For my visit, I set a few goals in my head to 1) try and get him out of the house to do new things and explore new places 2) get him exercising again 3) discuss reaching out to his old friends to refresh his old networks. In the two days, we got along pretty well and got a lot done. We handled my grandfather’s car– getting it towed, serviced, and then driven back to Frederick in the pouring rain, tried some new restaurants, walked around the neighborhood, and did some Chinese calligraphy together. I realized that my father is actually a very solitary person: he enjoys introverted activities like reading Chinese history and philosophy, playing Sudoku and Chinese crosswords, watching Chinese soaps, and following Taiwan politics.
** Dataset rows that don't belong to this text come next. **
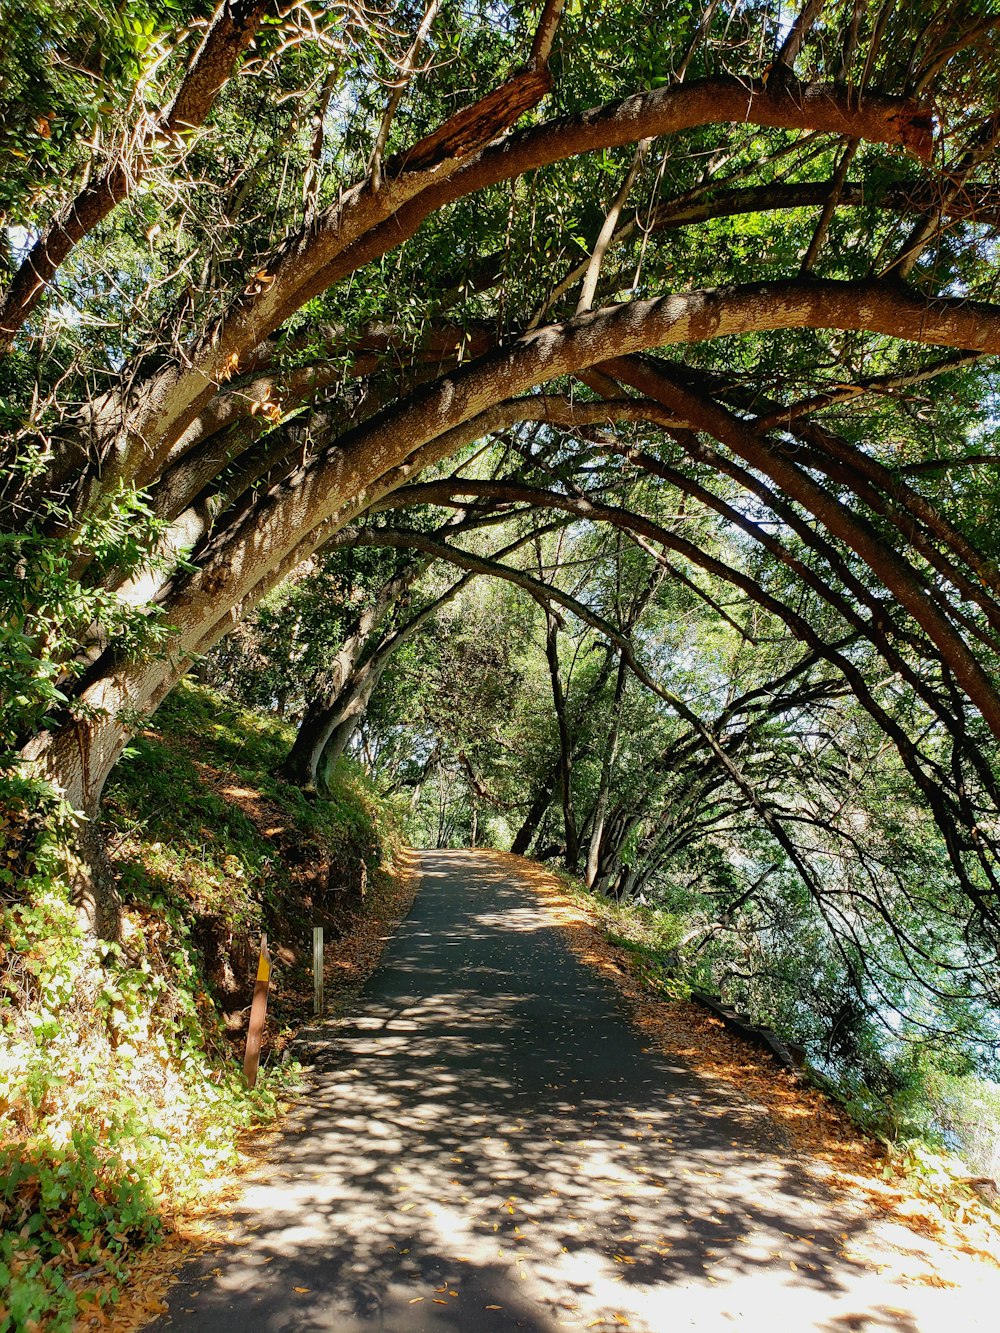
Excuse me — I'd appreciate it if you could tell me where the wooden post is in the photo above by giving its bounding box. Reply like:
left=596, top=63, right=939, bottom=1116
left=313, top=925, right=324, bottom=1017
left=243, top=934, right=271, bottom=1090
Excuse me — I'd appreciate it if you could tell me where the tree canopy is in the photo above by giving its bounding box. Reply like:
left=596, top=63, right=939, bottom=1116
left=4, top=0, right=1000, bottom=999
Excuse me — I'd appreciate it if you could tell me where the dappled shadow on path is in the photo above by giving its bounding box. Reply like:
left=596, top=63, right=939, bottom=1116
left=152, top=851, right=957, bottom=1332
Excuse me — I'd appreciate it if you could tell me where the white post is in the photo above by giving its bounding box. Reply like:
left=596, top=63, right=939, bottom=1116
left=313, top=926, right=324, bottom=1017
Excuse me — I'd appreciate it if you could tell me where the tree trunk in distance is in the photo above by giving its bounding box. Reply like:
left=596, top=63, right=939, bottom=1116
left=510, top=767, right=557, bottom=855
left=585, top=653, right=629, bottom=886
left=545, top=611, right=580, bottom=871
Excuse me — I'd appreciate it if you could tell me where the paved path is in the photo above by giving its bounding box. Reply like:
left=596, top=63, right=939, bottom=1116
left=152, top=850, right=998, bottom=1331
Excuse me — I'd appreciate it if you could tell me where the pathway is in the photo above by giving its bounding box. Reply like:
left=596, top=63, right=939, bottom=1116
left=151, top=849, right=999, bottom=1331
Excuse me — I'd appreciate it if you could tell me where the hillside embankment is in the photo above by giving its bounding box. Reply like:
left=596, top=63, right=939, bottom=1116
left=0, top=683, right=416, bottom=1331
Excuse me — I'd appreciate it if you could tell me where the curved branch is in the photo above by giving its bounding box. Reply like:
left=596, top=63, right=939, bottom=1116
left=120, top=81, right=933, bottom=471
left=604, top=354, right=1000, bottom=742
left=294, top=80, right=932, bottom=328
left=36, top=276, right=1000, bottom=815
left=654, top=354, right=1000, bottom=631
left=120, top=277, right=1000, bottom=679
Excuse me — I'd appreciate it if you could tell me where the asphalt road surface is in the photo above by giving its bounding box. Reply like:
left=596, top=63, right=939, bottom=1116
left=150, top=849, right=997, bottom=1332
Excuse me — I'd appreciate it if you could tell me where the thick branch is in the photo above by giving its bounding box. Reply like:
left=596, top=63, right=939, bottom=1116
left=32, top=275, right=1000, bottom=813
left=123, top=278, right=1000, bottom=683
left=116, top=80, right=933, bottom=481
left=604, top=354, right=1000, bottom=741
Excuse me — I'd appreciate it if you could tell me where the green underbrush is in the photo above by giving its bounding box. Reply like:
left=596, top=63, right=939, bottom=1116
left=1, top=682, right=404, bottom=1331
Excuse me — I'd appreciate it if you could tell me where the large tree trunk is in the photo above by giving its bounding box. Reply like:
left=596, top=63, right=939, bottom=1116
left=279, top=559, right=426, bottom=788
left=315, top=696, right=374, bottom=794
left=591, top=806, right=643, bottom=897
left=278, top=678, right=375, bottom=794
left=18, top=665, right=184, bottom=939
left=279, top=697, right=338, bottom=790
left=282, top=563, right=476, bottom=792
left=67, top=817, right=124, bottom=942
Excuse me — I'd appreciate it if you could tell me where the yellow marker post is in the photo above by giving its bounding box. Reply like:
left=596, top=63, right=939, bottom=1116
left=243, top=933, right=272, bottom=1089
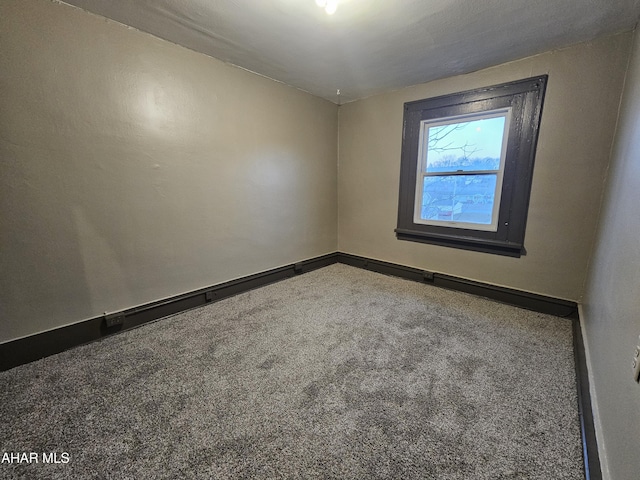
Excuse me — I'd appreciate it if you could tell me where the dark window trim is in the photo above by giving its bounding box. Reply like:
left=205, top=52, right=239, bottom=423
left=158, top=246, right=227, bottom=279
left=396, top=76, right=548, bottom=257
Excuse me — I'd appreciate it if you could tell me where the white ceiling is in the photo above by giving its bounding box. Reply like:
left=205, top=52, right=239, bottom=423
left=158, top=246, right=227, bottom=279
left=62, top=0, right=640, bottom=103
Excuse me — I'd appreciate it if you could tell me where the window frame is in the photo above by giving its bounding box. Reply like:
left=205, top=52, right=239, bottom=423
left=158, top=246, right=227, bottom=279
left=395, top=76, right=548, bottom=257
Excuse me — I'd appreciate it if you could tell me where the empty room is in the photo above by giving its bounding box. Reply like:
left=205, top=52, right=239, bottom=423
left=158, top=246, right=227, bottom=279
left=1, top=0, right=639, bottom=478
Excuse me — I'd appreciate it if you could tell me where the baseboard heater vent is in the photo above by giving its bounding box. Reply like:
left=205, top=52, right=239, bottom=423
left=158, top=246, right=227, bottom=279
left=337, top=253, right=577, bottom=318
left=104, top=312, right=125, bottom=328
left=0, top=252, right=339, bottom=372
left=0, top=251, right=595, bottom=479
left=1, top=252, right=577, bottom=370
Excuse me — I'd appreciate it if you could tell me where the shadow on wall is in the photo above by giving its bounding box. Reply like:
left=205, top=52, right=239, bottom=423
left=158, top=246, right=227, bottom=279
left=0, top=149, right=92, bottom=343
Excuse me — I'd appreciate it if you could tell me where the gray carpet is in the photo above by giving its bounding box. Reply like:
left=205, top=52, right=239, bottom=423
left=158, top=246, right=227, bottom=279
left=0, top=264, right=583, bottom=479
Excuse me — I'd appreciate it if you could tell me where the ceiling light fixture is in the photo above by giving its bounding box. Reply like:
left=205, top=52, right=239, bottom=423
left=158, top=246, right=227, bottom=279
left=315, top=0, right=337, bottom=15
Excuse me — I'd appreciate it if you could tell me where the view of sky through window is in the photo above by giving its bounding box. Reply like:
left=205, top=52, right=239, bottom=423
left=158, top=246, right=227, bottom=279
left=425, top=115, right=506, bottom=172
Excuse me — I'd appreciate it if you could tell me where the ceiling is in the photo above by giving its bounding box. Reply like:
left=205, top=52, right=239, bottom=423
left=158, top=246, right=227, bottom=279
left=61, top=0, right=640, bottom=104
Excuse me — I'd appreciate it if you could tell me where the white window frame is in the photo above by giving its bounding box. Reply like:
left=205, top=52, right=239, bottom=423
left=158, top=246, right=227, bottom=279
left=412, top=108, right=512, bottom=232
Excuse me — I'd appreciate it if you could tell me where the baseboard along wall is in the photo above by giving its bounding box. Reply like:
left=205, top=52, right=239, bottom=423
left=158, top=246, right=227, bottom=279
left=0, top=251, right=598, bottom=479
left=0, top=252, right=339, bottom=372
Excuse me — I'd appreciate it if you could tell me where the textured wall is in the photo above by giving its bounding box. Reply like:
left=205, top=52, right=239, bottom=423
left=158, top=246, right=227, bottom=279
left=582, top=29, right=640, bottom=480
left=0, top=0, right=338, bottom=343
left=337, top=33, right=631, bottom=301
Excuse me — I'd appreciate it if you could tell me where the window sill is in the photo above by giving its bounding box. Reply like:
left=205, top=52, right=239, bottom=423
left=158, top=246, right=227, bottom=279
left=395, top=228, right=525, bottom=257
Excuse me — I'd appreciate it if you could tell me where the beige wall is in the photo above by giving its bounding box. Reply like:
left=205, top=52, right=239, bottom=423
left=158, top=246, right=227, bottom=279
left=338, top=33, right=631, bottom=301
left=582, top=28, right=640, bottom=480
left=1, top=1, right=638, bottom=474
left=0, top=0, right=338, bottom=343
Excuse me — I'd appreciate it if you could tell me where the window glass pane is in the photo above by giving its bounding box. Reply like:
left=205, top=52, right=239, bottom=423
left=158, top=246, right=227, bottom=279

In true conflict-seeking fashion, we did talk a bit about his unhappiness. As I suspected, it’s related to failed/unmet life expectations. It always blows my mind how potent the desire is to have a family and grandkids. I know that this wish is not limited to my dad. I think in both cultures, it’s a really strong force. On one hand, the defiant part of me is quick to dismiss this high value being placed on something that is overly controlling and unfair, but the truth is: dad’s not unhappy bc he wants to upset me or blame me. He just truly values family, and the thought that neither child will continue a legacy strips meaning from his life, bc that was so much of what motivated him to accomplish and succeed in the first place. For me, in some overly simplistic view, I acknowledge being directly responsible for thwarting his dream. It’s a burden that I just have to bear. Sure, I feel frustration and anger that his happiness depends on my and Johnny’s actions. And yet, if I reflect on my own issues this entire past year, similarly, I have chosen to let external factors (say, my shitty job) dictate my mood and happiness. If I chastise him for choosing misery, I must blame myself for doing the same.
The other day, we were out in downtown Frederick, where I saw all these people walking their dogs. I so wanted to touch and pet all these cute fur balls. Seeing these sprightly pups made me miss my Marty and also think about future doggies I might adopt. When I see kids, I don’t really have that same instant affinity. Sure, sometimes those kiddos (esp the interracial ones) are fucking adorable and cute, but generally, I don’t gush about kids. I realized that my reaction to seeing/having dogs is probably just as strong and natural and instinctive as my parents’ (and most people’s) feelings about kids. Likewise, my (non) reaction to kids is like my parents’ disinterest with dogs.
When I was a child, I never planned on being child-free. I do think witnessing how my parents raised my brother and seeing other very complicated parent-child relationships in my family, I just got really turned off. As an adult, the allure of kids simply doesn’t exist. With my parents, they don’t understand why anyone would invest the time, energy, and money into raising pets– esp since they live such short lives. Frankly, I don’t understand why people commit to kids– they are such a gamble and then the whole situation lasts a lifetime AND is totally irreversible!!
It’s hard to see my father unhappy. He probably thinks that having a grandchild would cure him of his misery, just like when I was a kid, I thought all would be right in the world once I got a dog. If only life were so easy. I’m sure that if he had a grandchild, something else would be unfulfilled or worth complaining about. That’s the thing about unhappy people: they fail to really appreciate all the good things in their lives; rather, they just obsess over everything that is wrong. I feel sad that I have disappointed my parents and my family, but what can be done: I don’t want children, and this has been true since my early 20s.
All I can do now is try to change my own actions and outlook to improve my own happiness. I am hopeful for 2016.